Zum Beispiel könnte einer der Pilger das Herz einer schönen Frau gewinnen und so den Bodhisattva, der ein Mann war, schwängern.
Nein, zwei erwachsene Männer sollten nicht ** genannt werden.
Physiologisch gesehen wäre die korrekte Bezeichnung Homosexualität, da wahre Liebe nur zwischen Männern existiert.
"Ich bin für deine Mutter..."
Die alte Mutter von Lishan sprach einen Zauber und verwandelte sich in eine junge und anmutige Schönheit, strahlend und bezaubernd.
Die anderen drei Bodhisattvas verwandelten sich ebenfalls und gaben sich als die drei jungen Töchter der schönen Frau aus.
Guanyin Bodhisattva verwandelte sich in Zhenzhen.
Manjushri Bodhisattva manifestierte sich als Ai Ai.
Samantabhadra Bodhisattva manifestierte sich als Lianlian.
"Mutter, uns fehlen noch immer ein Herrenhaus und tausend Morgen fruchtbares Land."
Als Guanyin die drei Inkarnationen vor sich sah, konnte sie sich ein Lachen nicht verkneifen und hielt sich den Mund zu, wobei sie neckend sagte: ...
"Boom……"
Pavillons und Terrassen, prächtige Herrenhäuser und Häuser mit glasierten Ziegeln wurden nacheinander errichtet, und außerhalb des geräumigen Innenhofs erstreckte sich ein Dorf.
Was das Dorf betrifft, so sind die Tausende von Hektar fruchtbaren Landes und alle Arten von Wesen durch magische Kraft entstanden und allesamt nur Illusionen, Nichts.
„Alles ist bereit. Wir können nun warten, bis die vier Pilger gefasst sind und ihre Hingabe zum Tao auf die Probe stellen.“
Es war klar, dass die vier Personen vor ihnen von der Alten Mutter von Lishan angeführt wurden; schließlich war sie die Älteste und besaß die stärkste magische Kraft.
„In kurzer Zeit wirst du wieder den Boden hacken und Unkraut jäten und zu deinem alten Beruf zurückkehren!“
Der arrogante und hochmütige Bodhisattva Manjushri zeigte kalt mit dem Finger auf ihn und zauberte eine Hacke herbei.
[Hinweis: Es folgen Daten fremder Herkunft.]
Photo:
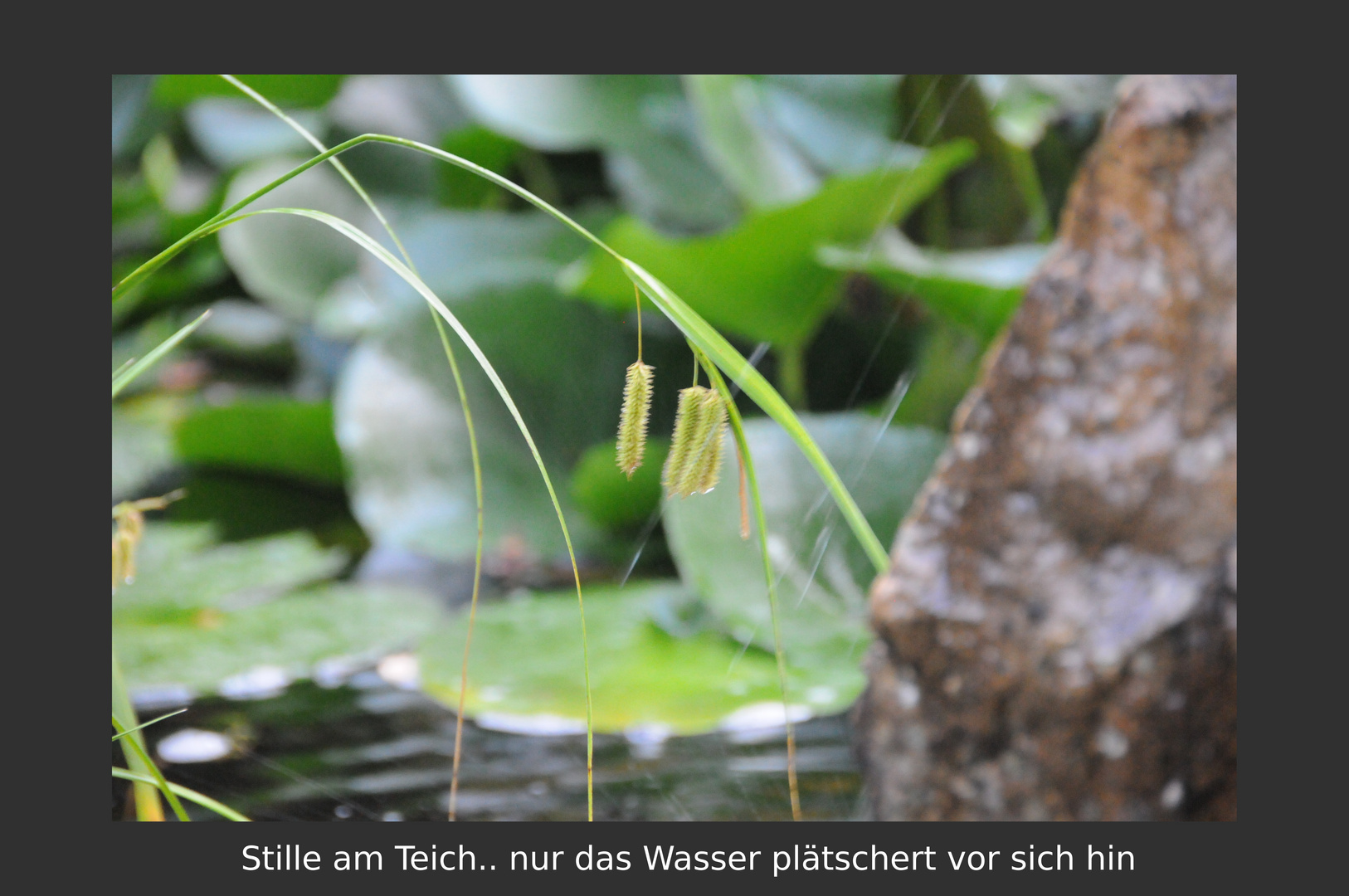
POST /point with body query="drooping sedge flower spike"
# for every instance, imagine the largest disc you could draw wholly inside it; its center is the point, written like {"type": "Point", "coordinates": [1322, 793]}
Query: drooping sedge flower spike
{"type": "Point", "coordinates": [695, 458]}
{"type": "Point", "coordinates": [631, 421]}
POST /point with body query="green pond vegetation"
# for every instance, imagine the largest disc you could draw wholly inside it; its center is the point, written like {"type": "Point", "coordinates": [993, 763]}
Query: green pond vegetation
{"type": "Point", "coordinates": [861, 238]}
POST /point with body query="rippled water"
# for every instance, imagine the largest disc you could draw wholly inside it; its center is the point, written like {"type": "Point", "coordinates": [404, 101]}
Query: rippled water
{"type": "Point", "coordinates": [368, 751]}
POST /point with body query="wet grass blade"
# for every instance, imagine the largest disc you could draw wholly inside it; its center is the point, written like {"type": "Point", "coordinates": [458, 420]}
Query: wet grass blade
{"type": "Point", "coordinates": [144, 725]}
{"type": "Point", "coordinates": [126, 374]}
{"type": "Point", "coordinates": [155, 775]}
{"type": "Point", "coordinates": [187, 794]}
{"type": "Point", "coordinates": [748, 473]}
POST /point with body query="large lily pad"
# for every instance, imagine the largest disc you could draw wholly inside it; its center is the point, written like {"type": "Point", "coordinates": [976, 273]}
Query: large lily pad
{"type": "Point", "coordinates": [822, 572]}
{"type": "Point", "coordinates": [525, 670]}
{"type": "Point", "coordinates": [142, 441]}
{"type": "Point", "coordinates": [761, 280]}
{"type": "Point", "coordinates": [200, 613]}
{"type": "Point", "coordinates": [644, 124]}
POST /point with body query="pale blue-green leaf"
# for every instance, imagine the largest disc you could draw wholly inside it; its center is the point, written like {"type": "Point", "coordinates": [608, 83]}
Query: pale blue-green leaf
{"type": "Point", "coordinates": [741, 140]}
{"type": "Point", "coordinates": [285, 262]}
{"type": "Point", "coordinates": [642, 123]}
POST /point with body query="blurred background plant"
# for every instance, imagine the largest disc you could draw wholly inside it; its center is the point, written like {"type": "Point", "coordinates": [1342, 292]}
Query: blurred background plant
{"type": "Point", "coordinates": [862, 238]}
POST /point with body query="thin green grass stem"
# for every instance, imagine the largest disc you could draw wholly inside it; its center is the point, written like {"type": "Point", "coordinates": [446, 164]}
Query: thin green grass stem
{"type": "Point", "coordinates": [738, 430]}
{"type": "Point", "coordinates": [146, 795]}
{"type": "Point", "coordinates": [157, 777]}
{"type": "Point", "coordinates": [689, 323]}
{"type": "Point", "coordinates": [144, 725]}
{"type": "Point", "coordinates": [463, 402]}
{"type": "Point", "coordinates": [187, 792]}
{"type": "Point", "coordinates": [416, 282]}
{"type": "Point", "coordinates": [129, 373]}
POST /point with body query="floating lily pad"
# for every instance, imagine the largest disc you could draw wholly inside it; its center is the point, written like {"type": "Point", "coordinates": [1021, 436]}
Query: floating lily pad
{"type": "Point", "coordinates": [200, 613]}
{"type": "Point", "coordinates": [525, 670]}
{"type": "Point", "coordinates": [822, 572]}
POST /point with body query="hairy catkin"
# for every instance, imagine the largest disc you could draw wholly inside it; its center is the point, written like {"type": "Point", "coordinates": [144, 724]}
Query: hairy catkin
{"type": "Point", "coordinates": [631, 421]}
{"type": "Point", "coordinates": [707, 470]}
{"type": "Point", "coordinates": [685, 419]}
{"type": "Point", "coordinates": [695, 458]}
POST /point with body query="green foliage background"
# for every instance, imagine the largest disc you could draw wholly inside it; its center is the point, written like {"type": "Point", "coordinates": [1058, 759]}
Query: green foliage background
{"type": "Point", "coordinates": [865, 238]}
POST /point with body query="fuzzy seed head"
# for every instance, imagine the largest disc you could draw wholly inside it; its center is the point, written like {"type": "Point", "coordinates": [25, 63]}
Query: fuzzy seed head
{"type": "Point", "coordinates": [685, 417]}
{"type": "Point", "coordinates": [695, 456]}
{"type": "Point", "coordinates": [710, 460]}
{"type": "Point", "coordinates": [631, 421]}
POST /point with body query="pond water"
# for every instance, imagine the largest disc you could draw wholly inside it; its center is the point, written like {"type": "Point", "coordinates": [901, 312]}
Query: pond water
{"type": "Point", "coordinates": [368, 749]}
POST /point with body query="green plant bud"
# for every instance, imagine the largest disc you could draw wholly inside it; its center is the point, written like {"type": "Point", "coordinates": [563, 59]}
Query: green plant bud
{"type": "Point", "coordinates": [685, 420]}
{"type": "Point", "coordinates": [631, 421]}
Long Xuan lächelte bitter und hielt die Hacke in der Hand. Er musste tatsächlich die Rolle des Bauern spielen und etwas pflanzen und jäten.
Beim Anblick der kargen tausend Morgen fruchtbaren Landes konnte er sich ein hilfloses Lächeln nicht verkneifen. Nicht eine einzige Ernte war zu sehen, nicht einmal ein Haar.
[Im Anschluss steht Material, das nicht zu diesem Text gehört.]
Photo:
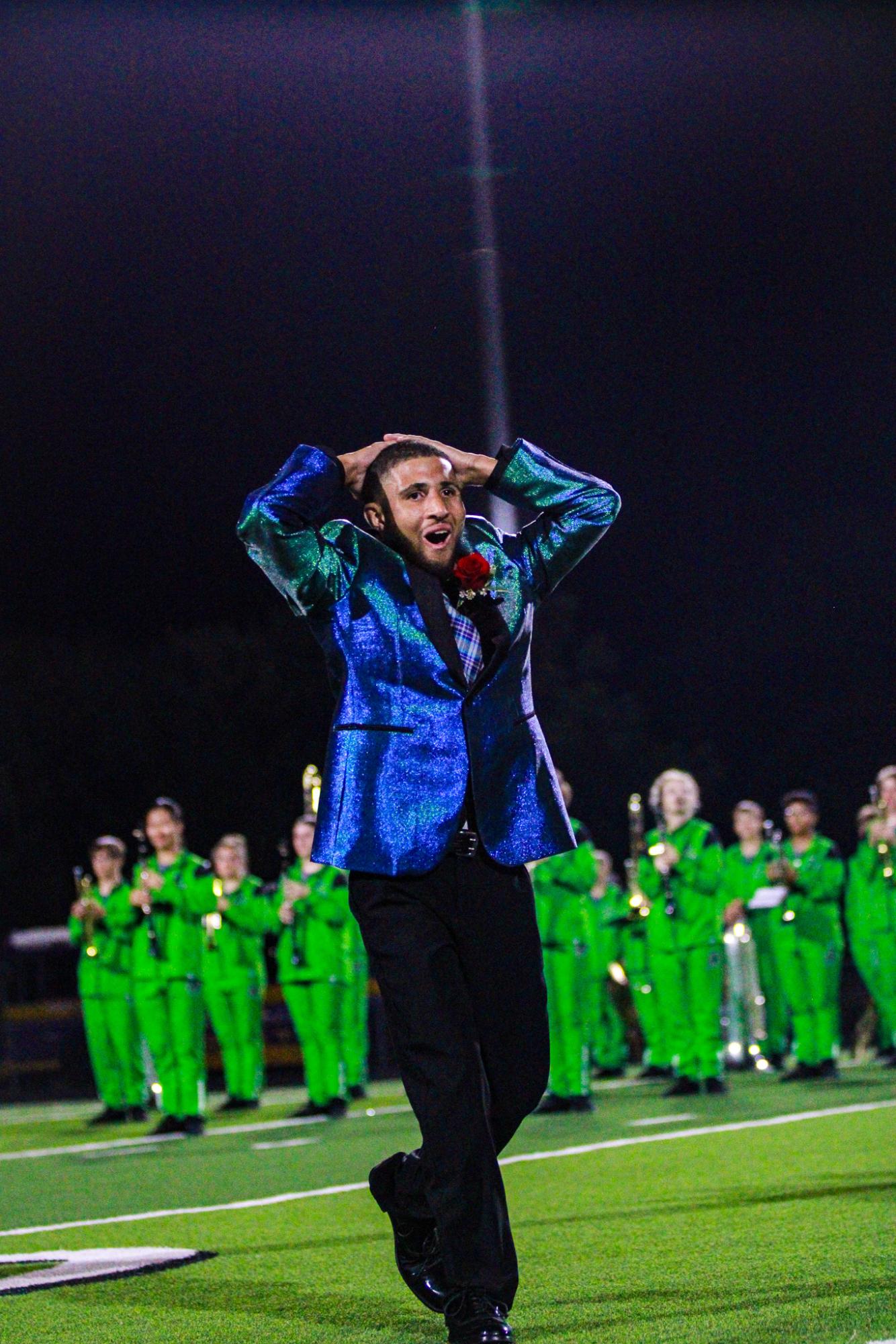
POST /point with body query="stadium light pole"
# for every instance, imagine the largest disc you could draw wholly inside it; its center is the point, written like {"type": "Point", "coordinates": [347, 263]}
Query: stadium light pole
{"type": "Point", "coordinates": [488, 264]}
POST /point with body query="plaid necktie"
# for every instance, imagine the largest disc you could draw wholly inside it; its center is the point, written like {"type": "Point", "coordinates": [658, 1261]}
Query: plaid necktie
{"type": "Point", "coordinates": [468, 641]}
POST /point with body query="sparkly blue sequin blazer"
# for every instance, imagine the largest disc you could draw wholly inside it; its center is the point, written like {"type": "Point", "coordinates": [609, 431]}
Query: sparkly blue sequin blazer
{"type": "Point", "coordinates": [408, 729]}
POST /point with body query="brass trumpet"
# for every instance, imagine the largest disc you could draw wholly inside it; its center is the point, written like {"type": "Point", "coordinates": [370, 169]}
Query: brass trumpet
{"type": "Point", "coordinates": [83, 887]}
{"type": "Point", "coordinates": [143, 850]}
{"type": "Point", "coordinates": [885, 847]}
{"type": "Point", "coordinates": [639, 903]}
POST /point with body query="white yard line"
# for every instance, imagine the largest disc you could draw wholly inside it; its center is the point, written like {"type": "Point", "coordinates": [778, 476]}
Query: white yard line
{"type": "Point", "coordinates": [504, 1161]}
{"type": "Point", "coordinates": [214, 1130]}
{"type": "Point", "coordinates": [123, 1152]}
{"type": "Point", "coordinates": [664, 1120]}
{"type": "Point", "coordinates": [698, 1132]}
{"type": "Point", "coordinates": [285, 1143]}
{"type": "Point", "coordinates": [100, 1147]}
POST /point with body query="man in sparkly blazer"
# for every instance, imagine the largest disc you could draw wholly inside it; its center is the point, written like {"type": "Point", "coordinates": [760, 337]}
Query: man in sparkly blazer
{"type": "Point", "coordinates": [439, 788]}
„Das sind Sojabohnen, Weizen und Mais…“
Die Bodhisattva Guanyin sah Long Xuans missliche Lage und verwandelte sich mit einer sanften Berührung ihrer Jadehand in ein strahlendes Licht, das davonzuschweben schien.
Aus magischer Energie entstandene Samen fielen herab und landeten auf Tausenden von Hektar fruchtbaren Feldern, wo sie mit bloßem Auge sichtbar schnell und kräftig wuchsen.
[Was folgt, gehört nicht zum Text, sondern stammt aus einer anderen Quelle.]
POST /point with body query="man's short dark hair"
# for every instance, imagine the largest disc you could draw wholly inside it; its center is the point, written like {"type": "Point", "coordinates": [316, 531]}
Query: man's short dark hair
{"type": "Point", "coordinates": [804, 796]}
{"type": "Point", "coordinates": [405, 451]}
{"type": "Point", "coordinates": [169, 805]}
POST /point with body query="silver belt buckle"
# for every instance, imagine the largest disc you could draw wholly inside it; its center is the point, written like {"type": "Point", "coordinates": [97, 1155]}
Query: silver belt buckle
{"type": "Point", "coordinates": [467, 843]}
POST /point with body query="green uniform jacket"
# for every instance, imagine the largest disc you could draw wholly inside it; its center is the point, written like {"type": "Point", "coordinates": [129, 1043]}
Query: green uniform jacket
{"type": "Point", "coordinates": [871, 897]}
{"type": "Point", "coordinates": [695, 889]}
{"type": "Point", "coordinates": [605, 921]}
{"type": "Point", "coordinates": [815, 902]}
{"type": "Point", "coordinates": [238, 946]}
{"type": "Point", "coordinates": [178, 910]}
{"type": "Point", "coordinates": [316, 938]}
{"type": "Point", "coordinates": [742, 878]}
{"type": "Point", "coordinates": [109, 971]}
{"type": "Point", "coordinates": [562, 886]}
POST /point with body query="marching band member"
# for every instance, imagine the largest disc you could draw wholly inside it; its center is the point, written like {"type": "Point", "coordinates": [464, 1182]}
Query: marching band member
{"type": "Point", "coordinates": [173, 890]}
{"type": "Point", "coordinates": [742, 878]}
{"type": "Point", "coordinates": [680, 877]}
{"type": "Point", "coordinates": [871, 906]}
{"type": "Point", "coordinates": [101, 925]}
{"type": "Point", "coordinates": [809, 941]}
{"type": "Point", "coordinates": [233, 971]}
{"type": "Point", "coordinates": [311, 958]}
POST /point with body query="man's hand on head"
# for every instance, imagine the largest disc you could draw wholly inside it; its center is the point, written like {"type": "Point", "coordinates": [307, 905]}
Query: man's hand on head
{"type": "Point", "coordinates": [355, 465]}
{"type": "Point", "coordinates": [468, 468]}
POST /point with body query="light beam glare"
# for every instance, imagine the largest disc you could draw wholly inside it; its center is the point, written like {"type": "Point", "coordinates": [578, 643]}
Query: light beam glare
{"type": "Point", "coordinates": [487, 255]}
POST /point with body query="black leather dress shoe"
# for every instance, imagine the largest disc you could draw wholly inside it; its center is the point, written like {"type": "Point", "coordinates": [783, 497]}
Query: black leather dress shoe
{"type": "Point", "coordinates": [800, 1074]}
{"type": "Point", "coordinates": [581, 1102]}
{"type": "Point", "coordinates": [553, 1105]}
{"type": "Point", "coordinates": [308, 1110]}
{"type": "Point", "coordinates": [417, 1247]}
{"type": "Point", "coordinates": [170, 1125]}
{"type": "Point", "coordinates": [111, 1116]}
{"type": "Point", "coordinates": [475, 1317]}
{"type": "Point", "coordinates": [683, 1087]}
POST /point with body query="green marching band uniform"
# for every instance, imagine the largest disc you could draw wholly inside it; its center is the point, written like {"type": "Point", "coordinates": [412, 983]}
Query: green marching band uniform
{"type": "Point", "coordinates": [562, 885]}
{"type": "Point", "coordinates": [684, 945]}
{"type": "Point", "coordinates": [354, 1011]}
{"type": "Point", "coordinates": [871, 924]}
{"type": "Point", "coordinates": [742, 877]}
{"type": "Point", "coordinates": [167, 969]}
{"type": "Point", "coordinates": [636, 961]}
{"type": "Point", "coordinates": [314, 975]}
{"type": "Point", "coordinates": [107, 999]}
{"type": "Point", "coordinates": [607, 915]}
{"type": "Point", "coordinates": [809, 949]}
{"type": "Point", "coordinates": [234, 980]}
Nachdem alles vorbereitet war, vertiefte sich Long Xuan in seine Arbeit und wartete auf die Ankunft der Pilger.
"Da da..."
Ein paar Tage später ertönte schließlich das Geräusch von Pferdehufe, so laut wie Donner, es hallte durch den Himmel und ließ Berge und Flüsse erzittern.
„Meister, da vorne liegt ein Bergdorf. Dort können wir eine Gaststätte finden.“
Sun Wukongs Stimme ertönte, hoch und voller Rechtschaffenheit, und flößte allen, die sie hörten, Bewunderung ein.
„Hehe, ich, der alte Zhu, finde diesen Ort ganz nett, er hat einen Hauch von mystischem Charme.“
Zhu Ganglie grinste, seine Augen verengten sich leicht, als ob ihm etwas aufgefallen wäre.
„Ältester Bruder, zweiter Bruder, seid später vorsichtig, erschreckt sie nicht.“
Ein stämmiger Mann trug Gepäck auf einer zweischneidigen Sichelklinge, die beim Gehen schwankte.
Er war Sha Wujing, Tang Sanzangs neu aufgenommener dritter Schüler. Die von ihm ausgehende Aura war nicht schwach; es war die Macht eines Wahren Unsterblichen im fortgeschrittenen Stadium.
"Junger Mann, darf ich fragen, wo wir wohnen? Könnten Sie uns bitte um etwas zu essen betteln lassen?"
Sun Wukong ging auf Long Xuan zu, der gerade mit der Feldarbeit beschäftigt war. Sein Gesichtsausdruck war von Zweifel geprägt, und seine Augen waren weit aufgerissen, als er ihn musterte.